Сергей Есенин. Подлинные воспоминания современников - Коллектив авторов
Шрифт:
Интервал:
Закладка:
Блоку понравились стихи Есенина, и он дал ему несколько рекомендательных записок, М. Мурашеву и С. Городецкому («Посмотрите и сделайте все, что возможно»), которые и ввели молодого поэта в литературное сообщество. Городецкий вспоминал: «Стихи он принес завязанными в деревенский платок. С первых же строк мне было ясно, какая радость пришла в русскую поэзию. Начался какой-то праздник песни. Мы целовались, и Сергунька опять читал стихи. Но не меньше, чем прочесть стихи, он торопился спеть рязанские “прибаски, канавушки и страдания”… Застенчивая, счастливая улыбка не сходила с его лица. Он был очарователен со своим звонким озорным голосом, с барашком вьющихся льняных волос, – которые он позже будет с таким остервенением заглаживать под цилиндр, – синеглазый».
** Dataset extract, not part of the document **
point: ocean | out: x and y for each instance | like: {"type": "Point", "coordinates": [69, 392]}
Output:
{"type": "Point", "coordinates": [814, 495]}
Искусствовед М. Бабенчиков: «О Есенине в тогдашних литературных салонах говорили как о чуде. И обычно этот рассказ сводился к тому, что нежданно-негаданно, точно в сказке, в Петербурге появился кудрявый деревенский паренек, в нагольном тулупе и дедовских валенках, оказавшийся сверхталантливым поэтом. Прибавлялось, что стихи Есенина уже читал сам Александр Блок и что они ему понравились. Рассказ этот я слышал в различных вариантах, но всегда в одном и том же строго выдержанном стиле. Так, о Есенине никто не говорил, что он приехал, хотя железные дороги действовали исправно, Есенин пешком пришел из рязанской деревни в Петербург, как ходили в старину на богомолье. Подобная версия казалась гораздо интереснее, а, главное, больше устраивала всех. Есенин, так или иначе, но попал в Петербург в 1915 году и был совершенно осязаем, а не бесплотен, как его пытались изображать столичные снобы».
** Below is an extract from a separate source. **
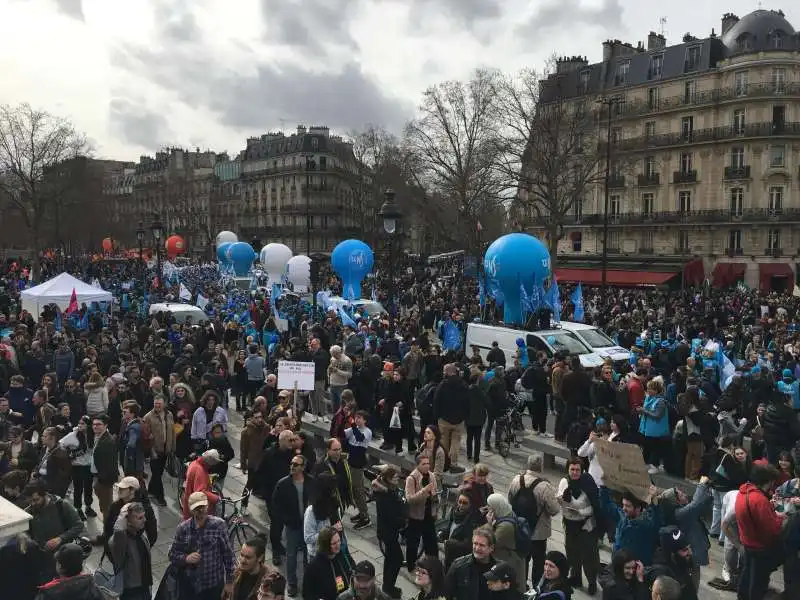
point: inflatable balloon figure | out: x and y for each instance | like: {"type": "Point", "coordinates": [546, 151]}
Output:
{"type": "Point", "coordinates": [515, 261]}
{"type": "Point", "coordinates": [352, 260]}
Он же рассказал о знаменитом кафе «Бродячая собака», где «было всегда шумно, но не всегда весело, кроме уже перечисленных лиц, встречалось великое множество самых разнообразных людей, начиная с великосветских снобов и кончая маститыми литераторами и актерами. Кажется, только один Блок не жаловал это артистическое логовище, не вынося царившего в нем богемного духа. Зато “Собаку” почти ежедневно посещали поэты-царскоселы во главе с Гумилевым и Ахматовой, “Жоржики”, как называли тогда двух неразлучных Аяксов сюсюкающих Георгия Иванова и Георгия Адамовича, и целая свора представителей “обойной” поэзии, получившей такую злую кличку после того, когда сборник стихов этой группы вышел напечатанным на обойной бумаге. В “Собаке” играли, пели, сочиняли шуточные экспромты, танцевали, рисовали шаржи друг на друга самые знаменитые артисты и художники. И если бы только сохранился архив этого своеобразного учреждения, многое из того, что кажется необъяснимым сегодня в русской художественной жизни начала нашего века, получило бы ясность и правильное истолкование. Здесь, в “Бродячей собаке”, культивировавшей вопреки всему направлению тогдашней эпохи “веселой легкости безумное житье”, было можно встретить неизменно сидящего за одним и тем же столиком саженного Маяковского, похожего на фарфоровую статуэтку или игрушечного барабанщика Судейкина, Евреинова, Мейерхольда, Карсавину. Здесь играл совсем юный Прокофьев, и, лениво перебирая клавиши, напевал вполголоса свои песенки жеманно улыбавшийся Кузмин. <…> Здесь, в подвале, я много раз слышал Маяковского, Игоря Северянина, Есенина, читавших впервые свои новые стихи».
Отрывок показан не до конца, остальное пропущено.